Meriones unguiculatus evolved on the semideserts and steppes of Mongolia. Its habitat there is mainly semideserts and steppes. Soil on the steppes is sandy and is covered with grasses, herbs, and shrubs. The steppes have cool, dry winters and hot summers. The temperature can get up to 50 °C (122 °F), but the average temperature for most of the year is around 20 °C (68 °F).
The Mongolian gerbil has long legs for jumping and running from predators, teeth to deal with hard seeds and plant matter, and water conservation techniques that allow them to survive in the arid climate, such as the ability to use dry food or stores of fat to generate metabolic water.
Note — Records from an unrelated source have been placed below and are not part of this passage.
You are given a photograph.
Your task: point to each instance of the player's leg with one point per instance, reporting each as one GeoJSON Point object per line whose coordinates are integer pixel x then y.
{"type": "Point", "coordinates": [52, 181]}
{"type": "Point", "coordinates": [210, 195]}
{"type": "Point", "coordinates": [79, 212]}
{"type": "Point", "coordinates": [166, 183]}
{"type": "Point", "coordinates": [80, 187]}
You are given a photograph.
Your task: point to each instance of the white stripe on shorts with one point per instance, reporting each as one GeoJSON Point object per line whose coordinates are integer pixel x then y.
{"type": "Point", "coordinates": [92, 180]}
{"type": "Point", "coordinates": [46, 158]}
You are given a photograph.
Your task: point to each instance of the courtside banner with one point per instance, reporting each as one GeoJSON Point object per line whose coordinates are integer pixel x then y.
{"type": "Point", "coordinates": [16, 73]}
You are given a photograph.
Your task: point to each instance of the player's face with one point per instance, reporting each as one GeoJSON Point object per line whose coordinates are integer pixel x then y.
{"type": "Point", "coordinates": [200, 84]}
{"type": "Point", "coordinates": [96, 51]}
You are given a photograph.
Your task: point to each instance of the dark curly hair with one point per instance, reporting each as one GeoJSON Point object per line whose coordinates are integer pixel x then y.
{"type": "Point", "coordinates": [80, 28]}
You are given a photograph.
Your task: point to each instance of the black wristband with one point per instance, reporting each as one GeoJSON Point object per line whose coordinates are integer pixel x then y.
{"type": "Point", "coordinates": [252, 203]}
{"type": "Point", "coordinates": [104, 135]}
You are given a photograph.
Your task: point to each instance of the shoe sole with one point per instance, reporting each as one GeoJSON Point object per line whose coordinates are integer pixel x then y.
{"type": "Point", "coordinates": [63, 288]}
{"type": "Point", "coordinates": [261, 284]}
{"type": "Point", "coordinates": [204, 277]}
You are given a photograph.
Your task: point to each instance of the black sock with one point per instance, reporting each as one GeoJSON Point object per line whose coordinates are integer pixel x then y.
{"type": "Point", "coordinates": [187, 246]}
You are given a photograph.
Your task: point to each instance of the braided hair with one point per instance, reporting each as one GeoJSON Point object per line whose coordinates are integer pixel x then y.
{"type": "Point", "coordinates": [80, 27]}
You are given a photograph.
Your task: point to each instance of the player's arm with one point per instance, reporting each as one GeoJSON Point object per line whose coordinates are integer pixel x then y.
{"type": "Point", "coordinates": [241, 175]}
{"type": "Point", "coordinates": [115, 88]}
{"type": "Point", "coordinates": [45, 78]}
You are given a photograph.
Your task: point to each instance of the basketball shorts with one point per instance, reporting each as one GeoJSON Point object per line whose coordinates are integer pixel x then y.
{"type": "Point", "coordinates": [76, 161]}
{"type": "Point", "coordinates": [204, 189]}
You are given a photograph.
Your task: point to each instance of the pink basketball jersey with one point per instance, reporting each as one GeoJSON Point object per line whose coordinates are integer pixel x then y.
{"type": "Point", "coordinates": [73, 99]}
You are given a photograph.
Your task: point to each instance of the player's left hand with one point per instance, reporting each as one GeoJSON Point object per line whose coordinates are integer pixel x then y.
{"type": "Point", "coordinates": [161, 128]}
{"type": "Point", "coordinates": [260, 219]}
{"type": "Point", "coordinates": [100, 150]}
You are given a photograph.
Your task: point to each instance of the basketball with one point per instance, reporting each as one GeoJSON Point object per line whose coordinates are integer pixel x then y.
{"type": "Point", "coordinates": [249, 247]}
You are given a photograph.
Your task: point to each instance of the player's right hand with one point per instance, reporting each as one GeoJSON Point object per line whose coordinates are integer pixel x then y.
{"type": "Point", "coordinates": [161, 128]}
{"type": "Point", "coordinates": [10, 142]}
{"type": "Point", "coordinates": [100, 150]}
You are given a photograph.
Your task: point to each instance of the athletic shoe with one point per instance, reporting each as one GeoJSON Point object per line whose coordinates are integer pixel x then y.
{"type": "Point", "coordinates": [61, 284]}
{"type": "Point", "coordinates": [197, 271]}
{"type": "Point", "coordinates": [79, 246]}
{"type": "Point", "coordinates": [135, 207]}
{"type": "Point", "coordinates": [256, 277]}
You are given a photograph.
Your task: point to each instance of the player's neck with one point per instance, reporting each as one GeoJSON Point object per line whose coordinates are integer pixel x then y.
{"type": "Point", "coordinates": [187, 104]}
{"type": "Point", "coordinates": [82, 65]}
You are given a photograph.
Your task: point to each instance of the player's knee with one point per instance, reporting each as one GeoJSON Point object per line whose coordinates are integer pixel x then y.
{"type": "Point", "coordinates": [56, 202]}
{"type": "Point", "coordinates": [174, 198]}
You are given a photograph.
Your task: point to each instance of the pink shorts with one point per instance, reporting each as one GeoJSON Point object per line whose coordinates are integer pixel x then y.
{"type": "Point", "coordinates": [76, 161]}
Mongolian gerbils do not have many natural enemies due to the harsh climate. Most predators are birds of prey or snakes. Mongolian gerbils are diurnal, but return to their burrows for the coldest and hottest parts of the day.
In the wild, these gerbils live in groups generally consisting of one parental pair, the most recent litter, and a few older pups. Only the dominant female will produce pups, but she will mate with multiple males while in estrus (heat).
One group of gerbils generally ranges over 325–1,550 square meters (Template:Convert/Dual/LoffNa). A group lives in a central burrow with 10–20 exits. Some deeper burrows with only one to three exits in their territory may exist. These deeper burrows are used to escape from predators when they are too far from the central burrow. A group's burrows often interconnect with other groups.
Due to the threat they pose to indigenous ecosystems and existing agricultural operations, it is illegal to purchase, import, or keep a gerbil as a pet in the US state of California. In New Zealand, the Mongolian gerbil is classed as a "prohibited new organism" under New Zealand's Hazardous Substances and New Organisms Act 1996, preventing it from being imported into the country.
Among health problems encountered by Mongolian gerbils are misalignment of incisors due to injury or malnutrition, resulting in overgrowth and possible injury to the roof of the mouth; injuries from being dropped or falling, often while inside a hamster ball; and problems caused by neglect, including not giving adequate food and water.